Thursday, 10 March 2011

Inflation-adjusted accounts during low inflation is a blessing to users - Part 2

Inflation-adjusted income statement constant real value non-monetary items, for example, salaries, wages, rentals, etc. are – right this very moment – a blessing to users all around the world because they maintain the constant real value or purchasing power of salaries, wages, rentals, etc. constant during low inflation as long as the inflation-adjustment is at least equal to inflation over the period in question. Millions of workers, their trade unions, governments, accountants, economists and people in general would agree that the practice of inflation-adjusting accounts in a low inflation environment is a blessing to users. In fact, it is one of the basic pillars of a stable economy as has been amply proven by Brazilian accountants, economists and the Brazilian Central Bank during the 30 years of very high and hyperinflation from 1964 to 1994 when they maintained their internal demand in the country relatively stable by inflation-adjusting salaries, wages, rentals and many other non-monetary items in their real economy.
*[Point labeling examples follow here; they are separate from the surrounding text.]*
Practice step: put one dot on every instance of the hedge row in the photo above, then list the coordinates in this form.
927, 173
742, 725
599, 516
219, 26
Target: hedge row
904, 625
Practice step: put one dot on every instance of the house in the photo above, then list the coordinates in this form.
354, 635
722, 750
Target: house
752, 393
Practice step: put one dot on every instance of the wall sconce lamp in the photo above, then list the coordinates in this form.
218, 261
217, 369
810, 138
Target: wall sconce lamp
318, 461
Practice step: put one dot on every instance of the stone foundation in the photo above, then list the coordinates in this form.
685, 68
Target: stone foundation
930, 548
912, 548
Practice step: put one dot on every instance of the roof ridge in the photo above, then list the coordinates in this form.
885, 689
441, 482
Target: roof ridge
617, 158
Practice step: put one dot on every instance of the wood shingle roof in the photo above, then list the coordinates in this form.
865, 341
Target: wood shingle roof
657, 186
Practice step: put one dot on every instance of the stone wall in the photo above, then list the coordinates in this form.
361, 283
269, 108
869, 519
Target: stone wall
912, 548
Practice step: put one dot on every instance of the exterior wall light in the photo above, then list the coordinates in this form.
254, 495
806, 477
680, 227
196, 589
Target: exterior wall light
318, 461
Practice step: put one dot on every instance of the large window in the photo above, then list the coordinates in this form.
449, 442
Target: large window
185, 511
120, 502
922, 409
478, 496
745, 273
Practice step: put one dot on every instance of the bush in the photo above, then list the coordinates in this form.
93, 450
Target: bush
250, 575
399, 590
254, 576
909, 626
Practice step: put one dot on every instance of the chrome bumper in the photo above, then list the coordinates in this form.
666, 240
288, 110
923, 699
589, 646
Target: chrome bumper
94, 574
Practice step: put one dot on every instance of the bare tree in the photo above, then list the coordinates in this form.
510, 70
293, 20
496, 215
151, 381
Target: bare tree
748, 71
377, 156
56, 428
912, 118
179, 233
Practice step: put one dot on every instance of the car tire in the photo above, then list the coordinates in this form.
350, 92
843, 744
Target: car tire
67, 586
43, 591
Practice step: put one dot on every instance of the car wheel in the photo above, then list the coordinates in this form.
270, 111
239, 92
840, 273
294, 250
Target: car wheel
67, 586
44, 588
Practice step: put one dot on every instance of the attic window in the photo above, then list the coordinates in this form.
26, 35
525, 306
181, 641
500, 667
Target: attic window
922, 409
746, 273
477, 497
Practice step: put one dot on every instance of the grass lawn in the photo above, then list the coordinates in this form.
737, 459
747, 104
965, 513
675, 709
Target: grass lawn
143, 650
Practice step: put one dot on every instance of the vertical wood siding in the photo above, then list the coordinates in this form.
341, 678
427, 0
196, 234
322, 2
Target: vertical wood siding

Inflation-adjusted balance sheet constant real value non-monetary items, e.g. Issued Share capital, Retained Earnings, Share premiums, Capital Reserves, General Reserves, all other items in Shareholders´ Equity, trade debtors, trade creditors, taxes payable, taxes receivable, salaries payable, salaries receivable, all other non-monetary payables, all other non-monetary receivables, etc in a low inflation economy would be a blessing to everyone in that economy when accountants simply decide to change from their current implementation of the very erosive stable measuring unit assumption – which is based on a fallacy – and financial capital maintenance in nominal monetary units (the traditional Historical Cost Accounting model) which is impossible during inflation and another fallacy, and freely choose to implement the real value maintaining financial capital maintenance in units of constant purchasing power model during low inflation and deflation ( as applied in the Constant Item Purchasing Power Accounting model) as approved by the IASB in the Framework, Par 104 (a) in 1989. Accountants implementing financial capital maintenance in units of constant purchasing power during low inflation would knowingly maintain - instead of the generally accepted HCA model currently unknowingly, unnecessarily and unintentionally eroding real value in constant real value non-monetary items never maintained as it also did last year and all the years before and will do next year if the very erosive stable measuring unit assumption is not stopped – all else being equal.